その瞳には、ここ最近ないようなギラつきを見せていた。
同じ頃。和歌山の選手達も、小宮の登場に緊張感を高めた。
「監督の読みズバリだな。やっぱり勝ちたい時はみんなあいつに頼っちまうんだよな」
栗栖がまずつぶやいた。猪口が続く。
「じゃあ、戦術はプランBですね。僕が小宮を抑えて…」
「…FW以外が5分以内に点をとるか。無茶苦茶な要求だよねえ」
軽い感じで内村がつぶやく。その隣で剣崎が膨れっ面をする。
「ちぇっ、俺でも別にいいじゃねえか。…まあ、点とれてるから我慢してやっか」
「俺と剣崎がなんとかゴールの道筋作ります。誰か押し込んでくださいね」
竹内がそう訴えた。
「どっちにしろ、点をとってこいってことだろ。俺がゴール守ってるから、てめえらフィールドプレーヤーは全力で行けっ!行くぞっ!」
最後は友成がかつを入れて輪が解けた。
後半開始。石原に代わって小宮が入ったことで布陣が一部変わった東京。FW常葉が2トップの一角から一列下がって右サイドへ。ニコルスキーが1トップとなって、小宮、御船、常葉がそのこぼれ球を狙うという形に変わった。
もともと、開幕から4−2−3−1で戦っていたのだ。本来の形に戻ったとあって、攻撃はますます鋭くなった。それ以上に、ボール保持率が格段に上がった。言うまでもなく、小宮の影響である。
「くらえっ!」
今も小宮のパスを受けて常葉がシュート。大森の身体に当たってゴールは免れるが、このルーズボールを幾度も御船が拾い、小宮に預ける。預かった小宮は絶不調の面影なく、抜群のキープ力で守りきってまたもリズムを作り直す。指揮官に小宮封じを託された猪口が再三ボールを奪いに行くが、小宮は軽くあしらう。
「学習能力のねえ奴だな。格が違うって言ったろうが」
「くっ!」
懸命に食らいつく猪口だったが、なかなか小宮からボールを奪えない。しかし、嘲笑を受けてもなおねちっこいディフェンスでついていく。

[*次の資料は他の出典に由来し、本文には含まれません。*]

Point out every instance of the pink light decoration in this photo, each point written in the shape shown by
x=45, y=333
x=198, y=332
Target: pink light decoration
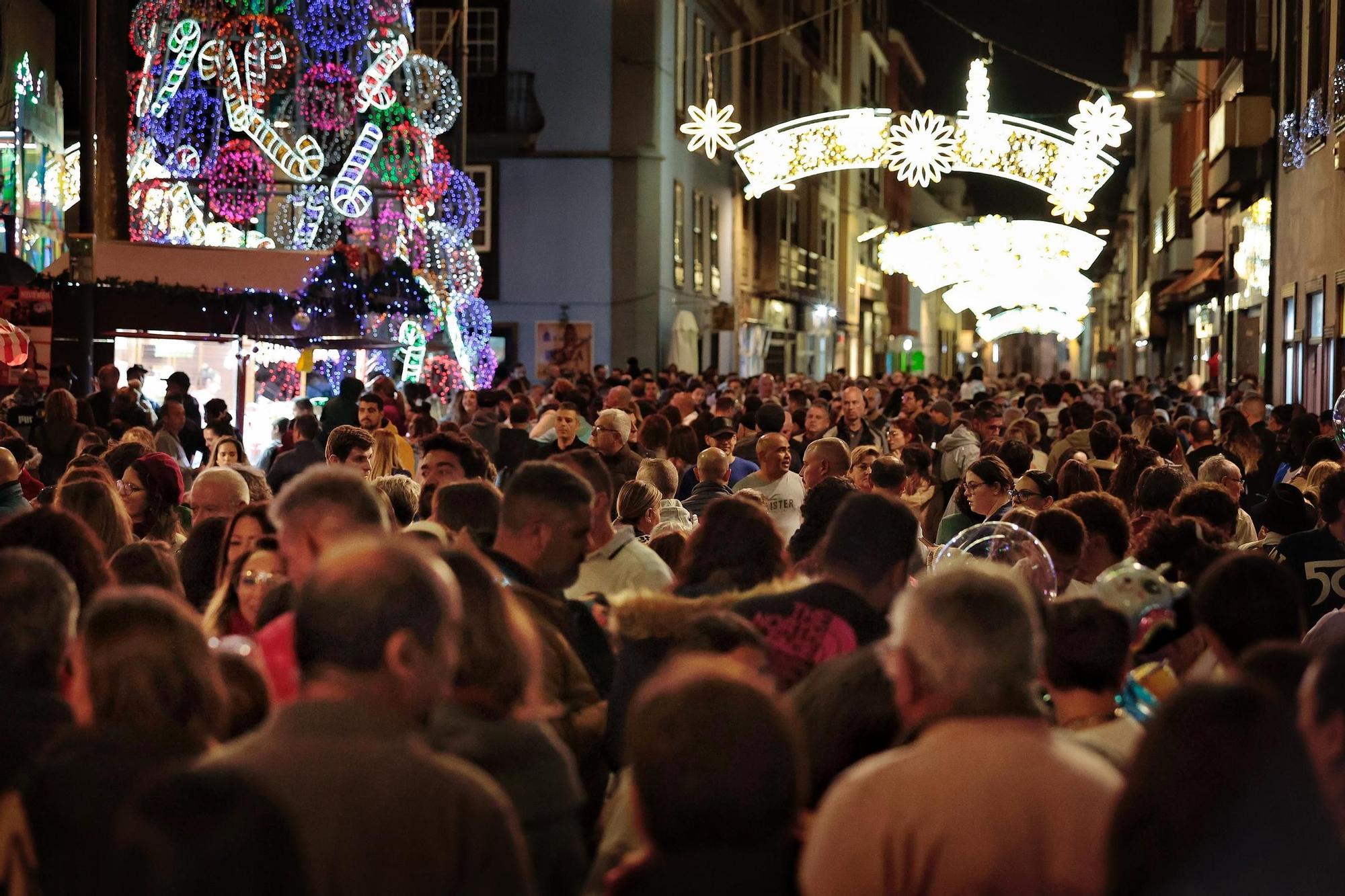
x=326, y=97
x=240, y=182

(やっぱり何度やっていても凄い…。小宮は僕らの年代じゃ間違いなくトップ、世界と戦える選手だ。…でも、J1に行くにはこのレベルの選手からボールを奪えなきゃ、きっと通用しない。絶対にレギュラーをとるために、小宮は超えるべき壁だっ!)
決心した猪口。その瞬間、小宮のスキについに気づく。自分を振り切ろうとターンを仕掛けようとした時、ボールが小宮の足から離れた。そのボールが自分の足の射程圏だ。
(今だっ)
「!?」
たぶん奪われた本人に自覚はない。だが、格下と思っていた人間が自分からボールを奪ったという事実が目の前にあった。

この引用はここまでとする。